In pytorch DistributedDataParallel 1 process using 2 gpu's (i.e. Processes GPU from nvida-smi command) though using torch.cuda.set_device(local_rank)

Arun_Kumar2 · September 9, 2021, 1:01pm

I am using the following code snippet to ensure each task/process(local_rank) generated by slurm (using #SBATCH -n 4) is assigned to a specific local gpu:

device = torch.device("cuda",local_rank)
torch.cuda.set_device(device)

Still, when I look at nvidia-smi on the “Process GPU” column I see two different GPU’s (say 0, and 1), assigned to only a single PID. If I tie a slurm task to a GPU using torch.cuda.set_device(device) (where device here is the local_rank) I should not have multiple GPU allocations right?

Not sure if this is important but I am using two workers on my DataLoader (see definition below), but then that should allocate the process to same GPU (say 0) right?

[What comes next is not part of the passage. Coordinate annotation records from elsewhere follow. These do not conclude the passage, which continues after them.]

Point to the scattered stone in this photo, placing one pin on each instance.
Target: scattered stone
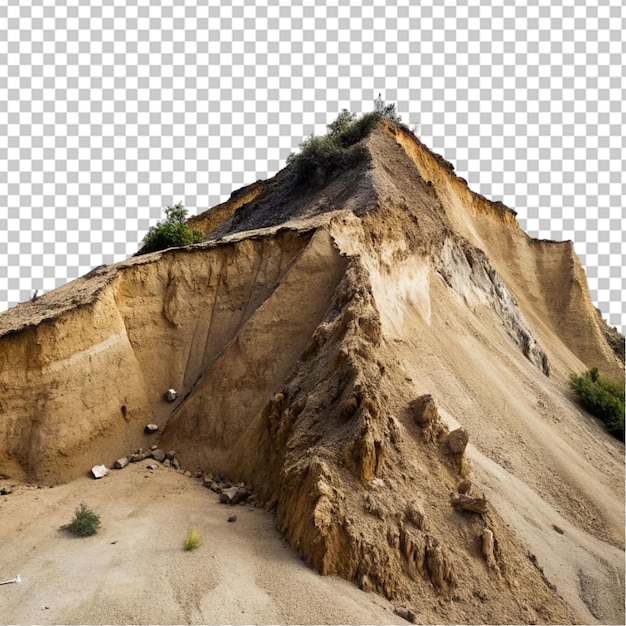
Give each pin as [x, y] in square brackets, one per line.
[414, 514]
[407, 614]
[424, 410]
[158, 455]
[464, 486]
[458, 440]
[487, 547]
[213, 485]
[99, 471]
[467, 503]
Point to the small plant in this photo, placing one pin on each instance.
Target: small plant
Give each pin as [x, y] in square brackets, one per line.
[601, 398]
[172, 233]
[85, 522]
[388, 110]
[192, 539]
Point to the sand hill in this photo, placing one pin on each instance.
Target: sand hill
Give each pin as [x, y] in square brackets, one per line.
[334, 344]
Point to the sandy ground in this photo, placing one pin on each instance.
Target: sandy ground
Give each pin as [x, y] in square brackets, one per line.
[135, 571]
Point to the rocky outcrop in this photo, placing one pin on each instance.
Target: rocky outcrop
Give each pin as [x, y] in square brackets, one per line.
[334, 350]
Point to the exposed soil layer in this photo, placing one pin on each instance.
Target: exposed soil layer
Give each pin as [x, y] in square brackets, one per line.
[336, 346]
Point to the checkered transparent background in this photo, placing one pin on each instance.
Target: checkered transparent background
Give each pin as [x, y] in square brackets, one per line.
[109, 112]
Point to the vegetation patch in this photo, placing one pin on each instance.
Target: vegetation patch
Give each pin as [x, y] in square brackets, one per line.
[172, 233]
[85, 522]
[192, 539]
[323, 156]
[601, 398]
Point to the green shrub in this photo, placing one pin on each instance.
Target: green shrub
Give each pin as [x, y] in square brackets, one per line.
[85, 522]
[328, 154]
[172, 233]
[192, 539]
[601, 398]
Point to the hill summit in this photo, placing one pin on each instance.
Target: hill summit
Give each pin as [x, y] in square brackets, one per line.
[381, 355]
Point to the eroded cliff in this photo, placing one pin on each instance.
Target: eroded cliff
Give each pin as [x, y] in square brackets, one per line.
[302, 335]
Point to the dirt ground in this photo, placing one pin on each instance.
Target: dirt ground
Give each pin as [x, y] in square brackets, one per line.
[383, 305]
[135, 571]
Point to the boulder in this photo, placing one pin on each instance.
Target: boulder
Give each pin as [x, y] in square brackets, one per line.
[99, 471]
[467, 503]
[424, 410]
[158, 455]
[458, 440]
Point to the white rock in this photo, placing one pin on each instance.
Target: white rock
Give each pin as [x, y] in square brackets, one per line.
[99, 471]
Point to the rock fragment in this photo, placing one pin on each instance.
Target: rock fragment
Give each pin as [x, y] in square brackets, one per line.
[488, 547]
[407, 614]
[99, 471]
[424, 409]
[458, 440]
[468, 503]
[158, 455]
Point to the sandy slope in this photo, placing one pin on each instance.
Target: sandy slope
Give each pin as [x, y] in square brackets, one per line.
[134, 570]
[297, 338]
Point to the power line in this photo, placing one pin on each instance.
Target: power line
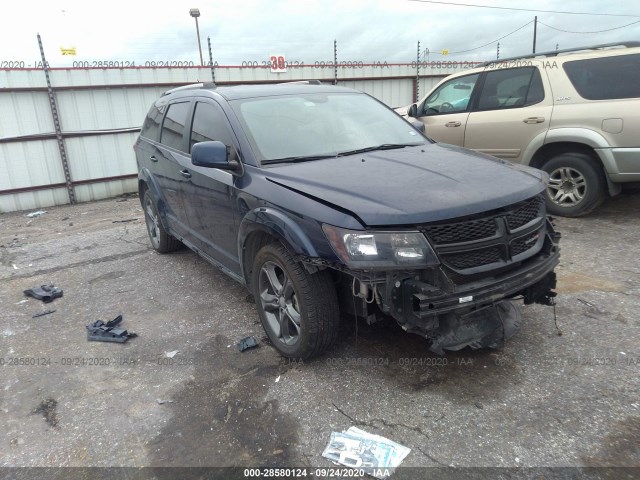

    trainloader = torch.utils.data.DataLoader(trainset, batch_size=128, num_workers=2,sampler = torch.utils.data.distributed.DistributedSampler(dataset=trainset,num_replicas=world_size,rank=world_rank))

Details:

Slurm config:

#SBATCH --nodes 2
#SBATCH -n 4
#SBATCH --gres:gpus=4

Expectation:

Four tasks to be launched across two nodes. And each task to have one GPU allocated (because inside program launched by each task/process I have set torch.cuda.set_device(device))

Observed:

PID 6173 for example is allocated to two gpus (0 and 1). The 4th task moved to the other node; so please ignore the same.

GPU	PID	Type	Process name	Usage
0	6172	C	…bin/python	2657MiB
0	6173	C	…bin/python	673MiB
0	6174	C	…bin/python	673MiB
1	6173	C	…bin/python	2657MiB
2	6174	C	…bin/python	2657MiB

pritamdamania87 · September 14, 2021, 1:09am

Are the dataloaders doing any GPU work? If not, that should not be relevant here.

Still, when I look at nvidia-smi on the “Process GPU” column I see two different GPU’s (say 0 , and 1 ), assigned to only a single PID.

My guess is that this might just be some book keeping allocations happening on GPU 0 from all the processes (ex: initializing some cuda contexts etc.). Could you share a minimal script to repro this and we can figure out what might be happening here.

Arun_Kumar2 · September 14, 2021, 4:01pm

Thanks for this. Putting together a minimial script to repro and will get back soon.